Doch Röttgen ließ nur ausrichten, dass er noch dieses Jahr ins Wendland kommen will. Er, der angesichts von Stuttgart 21 eine Sprachlosigkeit der Politik gegenüber den Bürgern kritisiert, wird Worte finden müssen, wie es nun in Gorleben weitergehen soll. Gerade weil der Protest sich nicht kriminalisieren lässt, betonen Castor-Gegner.

Zwar gab es heftige Ausschreitungen am Sonntagmorgen durch zugereiste Autonome, aber angesichts der friedlichen Gleisblockade spricht Stay von „einer Sternstunde“ des gewaltfreien Widerstands und so viel Unterstützung wie nie für die Wendländer.

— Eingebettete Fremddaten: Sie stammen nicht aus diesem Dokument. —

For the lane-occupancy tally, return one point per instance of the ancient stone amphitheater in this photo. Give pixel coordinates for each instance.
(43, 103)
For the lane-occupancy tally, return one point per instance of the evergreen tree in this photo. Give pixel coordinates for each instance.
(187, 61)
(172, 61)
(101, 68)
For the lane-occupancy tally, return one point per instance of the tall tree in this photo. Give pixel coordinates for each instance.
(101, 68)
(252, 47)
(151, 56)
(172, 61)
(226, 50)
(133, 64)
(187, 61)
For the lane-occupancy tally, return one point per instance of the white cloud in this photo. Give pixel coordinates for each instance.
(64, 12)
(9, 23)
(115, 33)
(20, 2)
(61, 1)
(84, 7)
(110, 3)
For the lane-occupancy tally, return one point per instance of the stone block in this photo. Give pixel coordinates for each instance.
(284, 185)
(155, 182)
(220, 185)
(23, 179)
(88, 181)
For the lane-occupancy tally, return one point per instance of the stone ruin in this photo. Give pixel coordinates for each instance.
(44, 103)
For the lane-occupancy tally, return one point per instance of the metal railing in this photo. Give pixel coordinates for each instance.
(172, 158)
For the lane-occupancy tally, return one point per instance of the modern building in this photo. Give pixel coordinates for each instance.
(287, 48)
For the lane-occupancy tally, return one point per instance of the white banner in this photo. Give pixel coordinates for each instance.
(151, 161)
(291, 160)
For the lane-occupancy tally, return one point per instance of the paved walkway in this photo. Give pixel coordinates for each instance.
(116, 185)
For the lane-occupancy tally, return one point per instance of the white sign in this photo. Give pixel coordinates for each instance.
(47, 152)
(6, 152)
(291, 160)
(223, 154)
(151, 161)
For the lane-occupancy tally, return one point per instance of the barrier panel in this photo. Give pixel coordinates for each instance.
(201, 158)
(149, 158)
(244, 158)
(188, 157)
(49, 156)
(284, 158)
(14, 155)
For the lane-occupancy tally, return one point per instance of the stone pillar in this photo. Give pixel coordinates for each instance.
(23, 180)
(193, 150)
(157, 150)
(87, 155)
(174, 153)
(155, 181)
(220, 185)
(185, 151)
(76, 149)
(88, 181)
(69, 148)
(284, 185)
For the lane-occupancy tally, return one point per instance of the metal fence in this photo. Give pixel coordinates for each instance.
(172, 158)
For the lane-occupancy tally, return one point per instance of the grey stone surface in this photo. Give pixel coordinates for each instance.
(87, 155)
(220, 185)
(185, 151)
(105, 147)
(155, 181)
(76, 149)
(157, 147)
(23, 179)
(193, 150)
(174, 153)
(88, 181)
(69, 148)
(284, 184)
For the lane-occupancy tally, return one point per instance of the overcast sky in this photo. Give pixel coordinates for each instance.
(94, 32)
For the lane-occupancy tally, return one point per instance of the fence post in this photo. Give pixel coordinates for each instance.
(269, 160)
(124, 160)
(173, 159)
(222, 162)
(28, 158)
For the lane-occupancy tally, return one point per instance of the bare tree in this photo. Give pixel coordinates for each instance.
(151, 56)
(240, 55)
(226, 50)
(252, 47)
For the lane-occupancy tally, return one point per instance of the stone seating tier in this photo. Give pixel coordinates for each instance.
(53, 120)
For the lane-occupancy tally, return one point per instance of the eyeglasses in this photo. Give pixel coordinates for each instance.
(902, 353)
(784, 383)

Einmal mehr hat der Castor offenbart, dass die ungelöste Atommüllentsorgung das größte Problem der Kernenergie ist. Der Staat kommt hier an seine Grenzen – so viel bürgerlicher Widerstand lässt sich nicht einfach ignorieren. Mit jedem weiteren Castor-Behälter, der ins Zwischenlager nach Gorleben kommt, sehen die Wendländer ein weiteres Argument dafür, dass der Atommüll am Ende in ihrer Erde vergraben wird. Der Salzstock liegt nur ein paar Hundert Meter entfernt vom Zwischenlager.

Die ausufernden Strapazen für die Polizisten und die Kosten des Einsatzes – von bis zu 50 Millionen Euro ist die Rede – dürften auch eine Debatte über den Sinn der Castor-Transporte nach Gorleben auslösen. Die Kostenexplosion war ein Ziel der Demonstranten, damit Bewegung in die Debatte kommt.

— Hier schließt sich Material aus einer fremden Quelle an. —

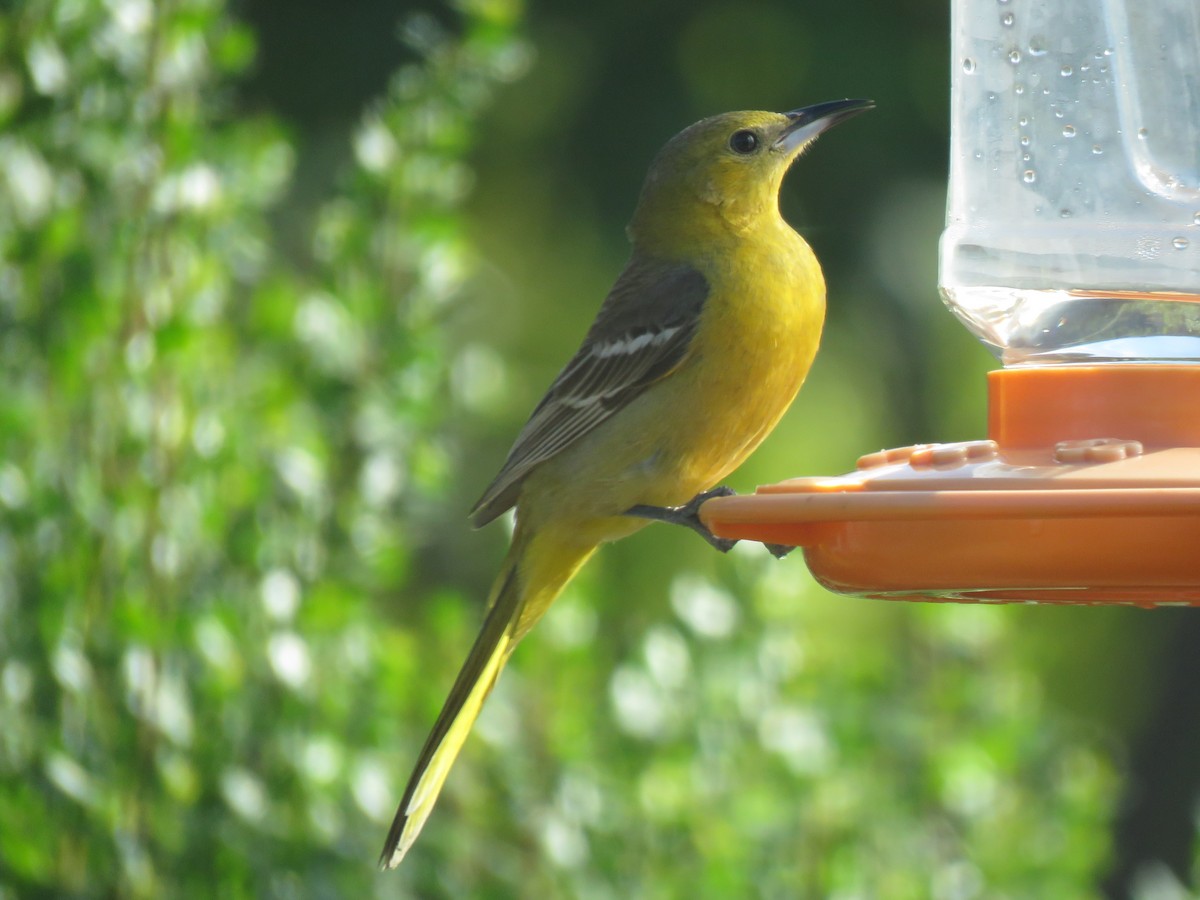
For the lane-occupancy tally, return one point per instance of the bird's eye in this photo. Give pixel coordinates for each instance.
(743, 142)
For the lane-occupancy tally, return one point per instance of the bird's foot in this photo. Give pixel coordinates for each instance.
(688, 516)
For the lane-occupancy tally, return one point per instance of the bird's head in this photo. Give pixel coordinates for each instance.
(723, 173)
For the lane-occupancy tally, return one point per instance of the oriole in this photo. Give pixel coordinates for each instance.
(695, 354)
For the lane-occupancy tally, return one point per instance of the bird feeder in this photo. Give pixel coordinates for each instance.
(1072, 250)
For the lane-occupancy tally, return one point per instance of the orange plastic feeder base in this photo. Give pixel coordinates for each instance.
(1087, 491)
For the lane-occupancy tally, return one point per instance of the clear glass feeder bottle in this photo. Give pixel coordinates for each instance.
(1073, 222)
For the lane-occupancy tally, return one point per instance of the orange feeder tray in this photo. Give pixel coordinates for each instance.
(1087, 491)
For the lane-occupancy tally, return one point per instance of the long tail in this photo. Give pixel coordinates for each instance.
(525, 588)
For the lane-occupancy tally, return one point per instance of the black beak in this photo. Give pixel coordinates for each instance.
(808, 123)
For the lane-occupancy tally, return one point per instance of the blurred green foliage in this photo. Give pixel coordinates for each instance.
(240, 426)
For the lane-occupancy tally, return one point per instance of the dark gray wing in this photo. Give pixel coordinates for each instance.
(640, 335)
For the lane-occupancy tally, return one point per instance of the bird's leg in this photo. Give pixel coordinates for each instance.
(689, 517)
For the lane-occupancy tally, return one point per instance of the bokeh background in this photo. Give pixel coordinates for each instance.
(280, 281)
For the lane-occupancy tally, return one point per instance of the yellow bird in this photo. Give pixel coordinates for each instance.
(694, 357)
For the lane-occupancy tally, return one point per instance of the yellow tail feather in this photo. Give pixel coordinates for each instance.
(471, 689)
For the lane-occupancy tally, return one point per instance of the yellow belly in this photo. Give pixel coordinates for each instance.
(685, 433)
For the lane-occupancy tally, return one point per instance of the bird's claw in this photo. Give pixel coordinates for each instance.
(688, 516)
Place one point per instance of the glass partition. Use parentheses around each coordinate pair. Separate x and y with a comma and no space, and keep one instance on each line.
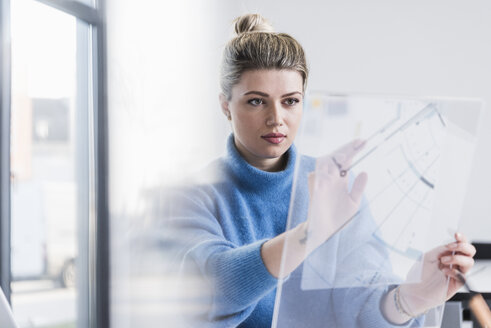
(386,179)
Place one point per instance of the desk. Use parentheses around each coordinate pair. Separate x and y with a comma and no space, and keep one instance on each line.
(478,279)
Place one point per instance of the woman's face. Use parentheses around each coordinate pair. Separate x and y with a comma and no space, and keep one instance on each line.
(265,111)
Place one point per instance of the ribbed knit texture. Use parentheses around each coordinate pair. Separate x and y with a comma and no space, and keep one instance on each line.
(226,221)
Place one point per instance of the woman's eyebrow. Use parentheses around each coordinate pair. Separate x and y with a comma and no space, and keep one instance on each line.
(262,94)
(291,94)
(256,92)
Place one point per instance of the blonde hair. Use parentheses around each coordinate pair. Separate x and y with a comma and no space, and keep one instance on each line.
(257,46)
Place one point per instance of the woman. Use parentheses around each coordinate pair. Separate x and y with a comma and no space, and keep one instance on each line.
(234,226)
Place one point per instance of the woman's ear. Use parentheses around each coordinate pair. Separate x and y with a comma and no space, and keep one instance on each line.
(224,106)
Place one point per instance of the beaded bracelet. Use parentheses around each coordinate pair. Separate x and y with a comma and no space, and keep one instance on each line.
(399,307)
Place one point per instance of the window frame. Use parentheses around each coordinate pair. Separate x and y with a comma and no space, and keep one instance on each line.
(98,257)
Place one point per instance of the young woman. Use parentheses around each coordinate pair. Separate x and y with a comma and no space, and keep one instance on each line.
(234,226)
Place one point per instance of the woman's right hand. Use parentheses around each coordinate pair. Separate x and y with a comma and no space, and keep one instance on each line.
(332,204)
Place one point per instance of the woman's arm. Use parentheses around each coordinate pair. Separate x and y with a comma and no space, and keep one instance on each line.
(440,265)
(332,204)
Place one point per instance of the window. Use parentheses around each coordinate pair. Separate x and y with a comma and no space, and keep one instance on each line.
(55,179)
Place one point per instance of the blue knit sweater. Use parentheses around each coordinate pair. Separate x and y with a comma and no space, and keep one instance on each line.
(223,223)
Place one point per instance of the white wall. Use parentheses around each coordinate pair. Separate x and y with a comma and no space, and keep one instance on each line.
(410,47)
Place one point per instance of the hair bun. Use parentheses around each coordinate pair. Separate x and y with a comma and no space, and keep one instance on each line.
(252,23)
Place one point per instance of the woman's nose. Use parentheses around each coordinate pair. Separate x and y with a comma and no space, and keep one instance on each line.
(274,116)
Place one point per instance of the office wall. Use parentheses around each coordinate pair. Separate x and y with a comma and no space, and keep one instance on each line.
(165,121)
(417,47)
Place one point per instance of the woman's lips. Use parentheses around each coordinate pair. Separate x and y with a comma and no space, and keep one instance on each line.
(274,138)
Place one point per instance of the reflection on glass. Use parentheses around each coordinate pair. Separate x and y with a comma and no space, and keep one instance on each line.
(45,158)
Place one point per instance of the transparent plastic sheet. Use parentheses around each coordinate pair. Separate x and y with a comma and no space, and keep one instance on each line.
(417,155)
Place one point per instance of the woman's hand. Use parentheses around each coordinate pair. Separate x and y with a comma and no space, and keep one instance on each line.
(332,204)
(440,264)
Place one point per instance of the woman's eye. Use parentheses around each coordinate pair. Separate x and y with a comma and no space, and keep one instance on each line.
(255,101)
(291,101)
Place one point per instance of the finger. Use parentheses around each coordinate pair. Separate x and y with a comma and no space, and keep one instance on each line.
(359,187)
(464,262)
(462,248)
(454,274)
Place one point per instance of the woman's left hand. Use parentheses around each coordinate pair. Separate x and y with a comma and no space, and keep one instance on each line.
(440,264)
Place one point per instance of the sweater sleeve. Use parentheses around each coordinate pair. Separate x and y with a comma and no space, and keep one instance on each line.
(236,274)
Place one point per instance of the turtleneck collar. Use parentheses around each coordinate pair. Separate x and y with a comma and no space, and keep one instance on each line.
(252,177)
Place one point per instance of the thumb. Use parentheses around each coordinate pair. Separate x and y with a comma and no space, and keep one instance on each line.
(359,187)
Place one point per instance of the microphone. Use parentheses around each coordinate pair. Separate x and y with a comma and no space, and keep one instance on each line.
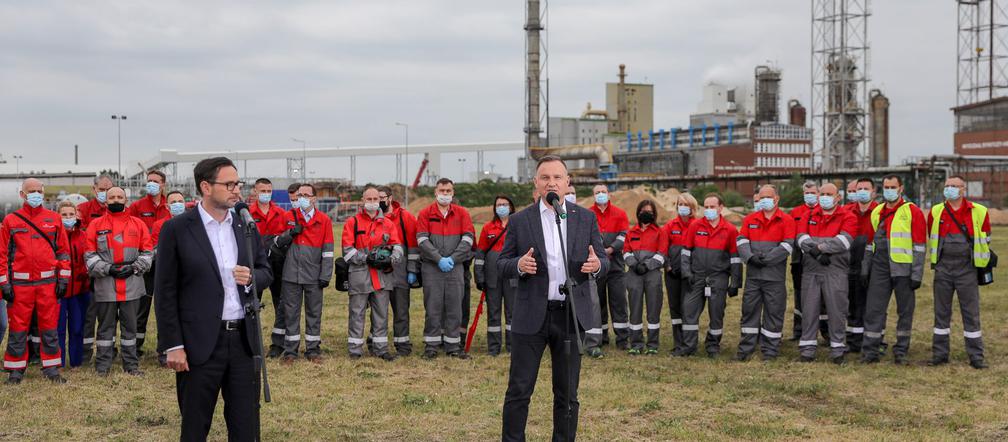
(243,210)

Minister Röttgen betont, wie auch sein Vorgänger von den Grünen, Jürgen Trittin, dass Deutschland zur Rücknahme des Atommülls aus der Wiederaufarbeitung im Ausland verpflichtet sei. Röttgen findet die Instrumentalisierung des Castor-Protests durch die Grünen daher höchst unredlich. Greenpeace fordert, den Müll statt nach Gorleben gemäß dem Verursacherprinzip zu den AKWs zu bringen, wo er erzeugt wurde.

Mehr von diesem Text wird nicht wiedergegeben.